How would a lack of need for charging your smartphone change your life? Would it really make that big a difference? Or would it just make it so you wouldn't need to remember to plug your phone in at night?

Researchers postulated that while components for their potential system exist, "an efficient, flexible and always-on energy-harvesting solution, which is indispensable for self-powered systems, is still missing." Now that electromagnetic radiation from Wi-fi systems around the world at 2.4 and 5.9 gigahertz "is becoming increasingly ubiquitous," what's the use of a flexible, thin, robust, efficient system for harvesting said power?

These folks in the research we're looking at today suggest they've got the solution. They say they've got the system in question ready to roll.

"This flexible MoS2-based rectifier operates up to the X-band (8 to 12 gigahertz) and covers most of the unlicensed industrial, scientific and medical radio band, including the Wi-Fi channels.
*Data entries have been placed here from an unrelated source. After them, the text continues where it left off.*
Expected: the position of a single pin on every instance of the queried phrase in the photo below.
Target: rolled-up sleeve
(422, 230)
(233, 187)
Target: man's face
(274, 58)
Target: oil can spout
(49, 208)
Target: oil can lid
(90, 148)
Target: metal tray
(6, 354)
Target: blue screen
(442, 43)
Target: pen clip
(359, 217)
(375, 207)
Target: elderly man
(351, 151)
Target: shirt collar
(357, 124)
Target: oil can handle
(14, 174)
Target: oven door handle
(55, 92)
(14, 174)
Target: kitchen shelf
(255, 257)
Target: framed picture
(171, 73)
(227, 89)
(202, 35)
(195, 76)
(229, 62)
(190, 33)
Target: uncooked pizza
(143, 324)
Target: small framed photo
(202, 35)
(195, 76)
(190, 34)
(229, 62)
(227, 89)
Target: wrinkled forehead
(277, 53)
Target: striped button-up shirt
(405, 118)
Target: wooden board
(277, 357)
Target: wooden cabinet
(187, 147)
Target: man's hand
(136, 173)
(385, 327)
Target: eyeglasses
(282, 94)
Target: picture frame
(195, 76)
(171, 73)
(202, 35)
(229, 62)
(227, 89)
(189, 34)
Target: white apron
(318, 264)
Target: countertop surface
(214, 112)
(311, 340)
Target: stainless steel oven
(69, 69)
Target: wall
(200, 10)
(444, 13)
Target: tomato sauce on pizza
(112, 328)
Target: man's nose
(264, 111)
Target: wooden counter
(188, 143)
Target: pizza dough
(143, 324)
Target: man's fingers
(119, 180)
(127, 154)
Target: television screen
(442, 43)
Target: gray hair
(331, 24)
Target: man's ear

By integrating the ultrafast MoS2 rectifier with a flexible Wi-Fi-band antenna, we fabricate a fully flexible and integrated rectenna that achieves wireless energy harvesting of electromagnetic radiation in the Wi-Fi band with zero external bias (battery-free)."

Cool, right?

But wait, didn't Tesla do that first? I mean, sort of? Sort of. Wi-fi didn't exactly exist when Tesla was experimenting back in his day. Now that we've got power – massive amounts of power – hovering about us almost constantly, it's only sensible that we try to harvest on the work already being done.

The people that've conducted this research suggested that "this work provides a universal energy-harvesting building block that can be integrated with various flexible electronic systems." Flexible electronic systems such as upcoming Foldable Phones, but also devices with flexible components that don't necessarily move a whole lot once they're put in place – like a curved video monitor.
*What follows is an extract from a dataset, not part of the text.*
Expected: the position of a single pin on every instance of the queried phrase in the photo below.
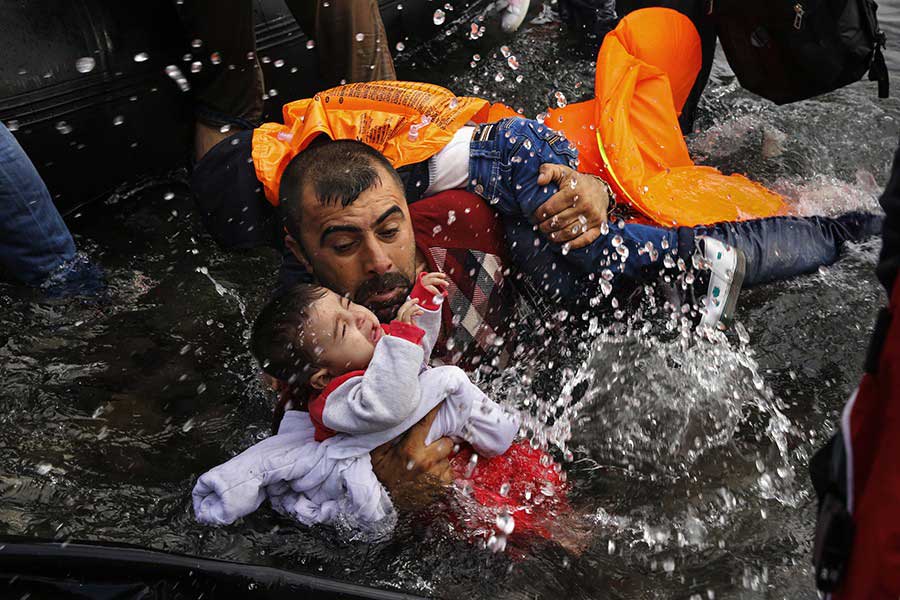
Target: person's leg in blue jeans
(34, 240)
(504, 161)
With a lack of need to stop and recharge batteries in wireless devices, we could potentially head out to the beach and watch our favorite streaming shows in the sunshine. That's a bad example. Maybe a smartwatch is a better reason to want to integrate batteries charged by wi-fi radiation.
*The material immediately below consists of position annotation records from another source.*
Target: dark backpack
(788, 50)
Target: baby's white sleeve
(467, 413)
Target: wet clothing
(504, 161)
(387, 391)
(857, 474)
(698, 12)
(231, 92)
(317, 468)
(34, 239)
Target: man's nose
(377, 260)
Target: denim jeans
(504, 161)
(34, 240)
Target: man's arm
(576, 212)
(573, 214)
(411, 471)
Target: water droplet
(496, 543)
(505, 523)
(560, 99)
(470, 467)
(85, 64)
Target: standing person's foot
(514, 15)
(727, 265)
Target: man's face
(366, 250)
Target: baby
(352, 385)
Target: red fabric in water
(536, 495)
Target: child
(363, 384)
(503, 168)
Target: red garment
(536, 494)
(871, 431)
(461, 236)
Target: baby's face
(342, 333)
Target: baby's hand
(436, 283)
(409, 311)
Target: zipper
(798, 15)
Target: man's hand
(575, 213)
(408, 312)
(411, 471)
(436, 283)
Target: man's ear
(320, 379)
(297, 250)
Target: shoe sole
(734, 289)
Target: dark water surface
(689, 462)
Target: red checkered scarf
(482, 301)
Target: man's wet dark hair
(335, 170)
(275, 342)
Maybe it's the device we've not yet dreamed of. The device that'd otherwise be impossible. The device that lives inside the human body. Could this be the point at which the cyborg becomes a real possibility? Is it time we started planting Bluetooth-connected LED lights under our skin to augment tattoos? Or maybe something more noble? The possibilities COULD be endless.

For more information on the research mentioned in this article, see the paper "Two-dimensional MoS2-enabled flexible rectenna for Wi-Fi-band wireless energy harvesting" as published in the January 28th, 2019 edition of Nature International Journal of Science.

This paper was authored by Xu Zhang, Jesús Grajal, Jose Luis Vazquez-Roy, Ujwal Radhakrishna, Xiaoxue Wang, Winston Chern, Lin Zhou, Yuxuan Lin, Pin-Chun Shen, Xiang Ji, Xi Ling, Ahmad Zubair, Yuhao Zhang, Han Wang, Madan Dubey, Jing Kong, Mildred Dresselhaus, and Tomás Palacios. This game can be found with code DOI:10.1038/s41586-019-0892-1 right this minute.